Ripensandoci ha scelto un ottimo momento per annunciare la sua abdicazione, il re del Belgio Alberto II. Due giorni fa, almeno a Bruxelles, il cielo era di una mestizia indecente. Pareva quasi di sentire i sospiri e le imprecazioni lanciati contro lo strato di nuvole e rimasti intrappolati lassù (“È luglio…. LUGLIO!!!”).

Poi, nel tardo pomeriggio, la bomba che distrae tutti: dopo vent’anni di regno, Alberto II sente che è arrivato il momento di cedere il trono al primogenito Filippo. Se ne parlava da tempo, ma le domande fioccano comunque. Perché proprio ora? Sarà vero che Filippo è “ben preparato” alla successione, come assicura il padre? E soprattutto: come farà Kroll senza il suo soggetto preferito?

Per chi non lo sapesse, Pierre Kroll è il vignettista del quotidiano Le Soir (nonché una delle mie droghe preferite, insieme a Twitter). Un anno fa ha pubblicato un libro, Le roi et son bouffon. Ses caricatures d’Albert II, che raccoglie centocinquanta vignette dedicate al sovrano, alcune delle quali inedite (e una di queste addirittura senza veli). Quando non è in uniforme, il re appare in vestaglia viola, pigiama a righe e pantofole a quadri di un acceso color lampone. È in questa versione regalmente casalinga firmata da Kroll che è diventato familiare a tanti belgi.

Kroll non aspettò l’incoronamento di Alberto per disegnarlo così: dopo la morte improvvisa di re Baldovino, nel 1993, pubblicò sul settimanale satirico Pan un ritratto di Alberto, fratello di Baldovino, in ciabatte e vestaglia e sul punto di brindare, sotto le parole “Alberto, un re meno austero”. Spiritoso, autoironico, noto per le sue grandi risate, di carattere Alberto II non dev’essere molto diverso da come lo ha rappresentato Kroll nel corso degli anni.

A quanto pare non credeva di dover mai regnare. Alla morte di Baldovino, che non aveva figli, ci si aspettava che salisse al trono il nipote Filippo, allora trentenne. Non fu giudicato pronto: una bocciatura che sembra pesare ancora oggi, visti i dubbi espressi da più parti sulla sua stoffa da regnante.

Incoronato il 9 agosto 1993 (un servizio televisivo dell’epoca lo mostra tremante per l’emozione), Alberto II è stato un monarca attento alla separazione tra stato e chiesa (a differenza del fratello, che nel 1990 rifiutò di firmare la legge che depenalizzava l’aborto), dotato di una pazienza portentosa (come ha dimostrato affrontando le crisi politiche del 2007-2008 e 2010-2011), sanamente insofferente verso l’estrema destra (che non ha mai voluto ricevere a palazzo) e verso le beghe tipiche della vita politica belga (e non solo belga).

Tutto questo non ne fa un santo, come ricorda Kroll: nel suo libro, disegnando l’albero genealogico della famiglia reale, piazza il terzogenito di Alberto II e Paola, Lorenzo, su un’altra pagina, come fosse in punizione, e accanto a lui, unita da una linea tratteggiata, Delphine Boël, figlia illegittima e mai riconosciuta di Alberto II. Sia Lorenzo che Delphine, per motivi diversi, sono stati pesantemente ignorati dal padre. E se Lorenzo è abituato a essere considerato la pecora nera di casa, Delphine di recente ha detto di voler portare Alberto II in giustizia per costringerlo a sottoporsi alla prova del dna.

Per alcuni sarebbe stata una delle cause dell’abdicazione: uscire di scena per sgonfiare lo scandalo.
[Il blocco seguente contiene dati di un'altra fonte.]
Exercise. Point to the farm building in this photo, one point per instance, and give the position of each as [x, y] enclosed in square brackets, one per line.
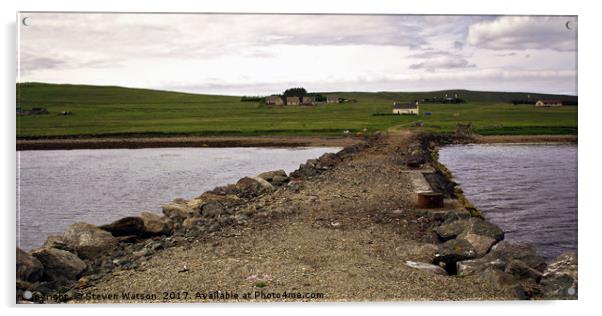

Alberto II, nel suo messaggio alla nazione, ha evocato problemi di salute. Ma per chi, come me, ha studiato Kroll, il vero motivo è chiaramente un altro. Alberto II è stufo della vita pubblica e non ha nessuna intenzione di ritrovarsi a gestire quel manicomio che è il Belgio post-elettorale (le prossime elezioni politiche si terranno nel maggio del 2014). Pronto o non pronto, è ora che Filippo abbracci questa croce. Speriamo che del padre abbia almeno una qualità: quella d’ispirare il suo buffone.